I provided a performance of Flamenco Dance, Castanets and Guitar for the presentation of the Paso Fino horse at the Norton Heath Equestrian Centre.

Beautiful Dancer Beautiful Paso Fino

At first we were both a little scared of working in close proximity to horses but as we got involved it became one of the most delightful performances that we have given.

The Paso Fino horse is special and I guess you could say that about all breeds of horse each in their own way.

The Paso Fino is a small horse with a gentle nature and walks with small steps, hence the name Paso Fino or Fine Step.

The horse riders took their Fino horses along a passage of wood flooring and this meant that we could hear the horses little steps like a percussive instrument.

We understood then why the horse owners wanted to have flamenco dancing at the presentation.


What was different was that we did not play for a dinner after the event but instead were right in the enclosure on the sand.

The horse made its steps down the wooden passage and then my dancer Rocio imitated or answered the steps with her own footwork on her wooden boards.

What impresses me a great deal about Rocio is the way that she becomes absolutely involved with the situation.

We had very little time to rehearse and yet she created perfect percussive footwork responses to the sound of the Paso Fino.

But as her own spontaneous creation she did something that I found quite lovely: once the horse has completed its passage the rider takes in round to start again but in contrast everything is most quiet and during these moments Rocio created a delicate display with her large Spanish dance shawl or Manton as we call it.

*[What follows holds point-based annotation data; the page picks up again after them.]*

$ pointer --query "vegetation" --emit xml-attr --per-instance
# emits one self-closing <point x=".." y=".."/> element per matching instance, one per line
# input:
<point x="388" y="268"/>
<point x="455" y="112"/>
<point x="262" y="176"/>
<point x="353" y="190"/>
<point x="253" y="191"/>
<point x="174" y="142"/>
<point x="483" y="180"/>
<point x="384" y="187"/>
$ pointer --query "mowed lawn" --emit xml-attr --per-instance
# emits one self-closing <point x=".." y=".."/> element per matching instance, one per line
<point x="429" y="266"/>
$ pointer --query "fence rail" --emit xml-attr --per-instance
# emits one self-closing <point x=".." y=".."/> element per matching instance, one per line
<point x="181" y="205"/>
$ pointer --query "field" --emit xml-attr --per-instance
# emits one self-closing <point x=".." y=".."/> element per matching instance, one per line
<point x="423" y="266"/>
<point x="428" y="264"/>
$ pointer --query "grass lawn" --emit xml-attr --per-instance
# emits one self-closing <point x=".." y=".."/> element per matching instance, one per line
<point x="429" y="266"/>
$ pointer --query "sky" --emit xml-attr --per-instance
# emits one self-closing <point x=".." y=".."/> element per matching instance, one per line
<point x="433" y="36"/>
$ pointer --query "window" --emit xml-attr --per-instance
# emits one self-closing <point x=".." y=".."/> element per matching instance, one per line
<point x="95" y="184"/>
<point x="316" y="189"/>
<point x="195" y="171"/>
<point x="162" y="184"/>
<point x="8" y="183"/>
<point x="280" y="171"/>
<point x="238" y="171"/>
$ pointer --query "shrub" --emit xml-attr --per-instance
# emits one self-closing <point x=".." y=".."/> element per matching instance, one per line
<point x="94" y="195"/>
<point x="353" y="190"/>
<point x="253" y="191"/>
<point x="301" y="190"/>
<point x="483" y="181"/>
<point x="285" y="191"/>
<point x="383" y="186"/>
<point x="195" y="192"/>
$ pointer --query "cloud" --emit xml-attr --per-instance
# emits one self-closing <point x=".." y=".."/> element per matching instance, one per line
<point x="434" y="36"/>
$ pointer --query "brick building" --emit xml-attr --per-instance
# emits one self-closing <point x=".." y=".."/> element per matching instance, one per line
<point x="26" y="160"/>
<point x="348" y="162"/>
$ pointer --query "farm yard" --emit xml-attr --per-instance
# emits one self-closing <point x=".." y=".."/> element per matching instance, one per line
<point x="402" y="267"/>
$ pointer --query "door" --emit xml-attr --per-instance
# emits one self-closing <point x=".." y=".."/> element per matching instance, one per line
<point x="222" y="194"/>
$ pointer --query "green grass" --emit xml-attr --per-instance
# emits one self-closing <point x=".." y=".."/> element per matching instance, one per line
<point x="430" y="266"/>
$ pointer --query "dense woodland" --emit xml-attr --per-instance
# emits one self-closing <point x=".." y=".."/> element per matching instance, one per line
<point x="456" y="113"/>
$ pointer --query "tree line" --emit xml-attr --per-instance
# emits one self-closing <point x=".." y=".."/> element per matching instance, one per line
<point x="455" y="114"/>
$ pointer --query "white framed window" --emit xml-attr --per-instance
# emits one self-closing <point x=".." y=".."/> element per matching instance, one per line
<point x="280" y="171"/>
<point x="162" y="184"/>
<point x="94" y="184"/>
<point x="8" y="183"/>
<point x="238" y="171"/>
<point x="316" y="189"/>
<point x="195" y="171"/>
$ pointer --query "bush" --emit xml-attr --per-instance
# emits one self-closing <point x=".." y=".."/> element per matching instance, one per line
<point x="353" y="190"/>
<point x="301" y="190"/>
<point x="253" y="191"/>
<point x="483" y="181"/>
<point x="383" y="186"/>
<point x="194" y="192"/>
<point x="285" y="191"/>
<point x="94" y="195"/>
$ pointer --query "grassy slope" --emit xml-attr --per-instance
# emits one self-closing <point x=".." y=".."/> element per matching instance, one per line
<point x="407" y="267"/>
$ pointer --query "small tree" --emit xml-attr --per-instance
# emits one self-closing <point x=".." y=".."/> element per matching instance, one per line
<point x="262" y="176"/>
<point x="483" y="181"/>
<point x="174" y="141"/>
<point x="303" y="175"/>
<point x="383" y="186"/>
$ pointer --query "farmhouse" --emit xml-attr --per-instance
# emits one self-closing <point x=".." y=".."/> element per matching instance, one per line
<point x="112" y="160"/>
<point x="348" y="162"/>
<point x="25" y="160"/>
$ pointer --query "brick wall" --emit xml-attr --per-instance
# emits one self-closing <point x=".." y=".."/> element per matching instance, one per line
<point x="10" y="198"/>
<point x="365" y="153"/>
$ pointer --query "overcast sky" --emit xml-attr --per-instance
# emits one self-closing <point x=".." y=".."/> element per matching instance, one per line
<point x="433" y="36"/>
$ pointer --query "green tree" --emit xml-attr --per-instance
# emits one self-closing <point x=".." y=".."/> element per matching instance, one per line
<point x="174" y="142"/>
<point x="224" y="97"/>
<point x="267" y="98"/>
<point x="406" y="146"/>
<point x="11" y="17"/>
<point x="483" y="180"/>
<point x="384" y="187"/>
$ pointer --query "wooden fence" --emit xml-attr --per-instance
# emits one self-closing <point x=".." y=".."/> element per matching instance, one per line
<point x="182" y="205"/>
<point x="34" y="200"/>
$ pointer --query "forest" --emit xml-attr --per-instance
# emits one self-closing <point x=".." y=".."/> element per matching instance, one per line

I think all present felt that she had perfectly understood the atmosphere and was in tune with the rider and the horse.

In each passage the horse seemed to sound a little different especially because of the variety of steps and stops and starts which again Rocio answered perfectly.

There were other moments when I played a beautiful tremolo study to accompany a non percussive display and of course there was also time for some of our castanet and guitar duets and some normal flamenco dances.

As I said at the beginning at first we were a little apprehensive but we needn’t have been.

At one point a rider brought out a much bigger horse and rode it somewhat faster around the enclosure explaining the techniques to the audience.

This rider brought his horse much closer to us and very close to my amplifier and yet is was absolutely clear that he had absolute control and that the horse was going exactly where he wanted in the way he wanted.

Not being a professional writer, it is difficult to convey here the passion and beauty of that event.

We came away with the feeling that we would love to work with the Paso Fino horse and riders again at another opportunity.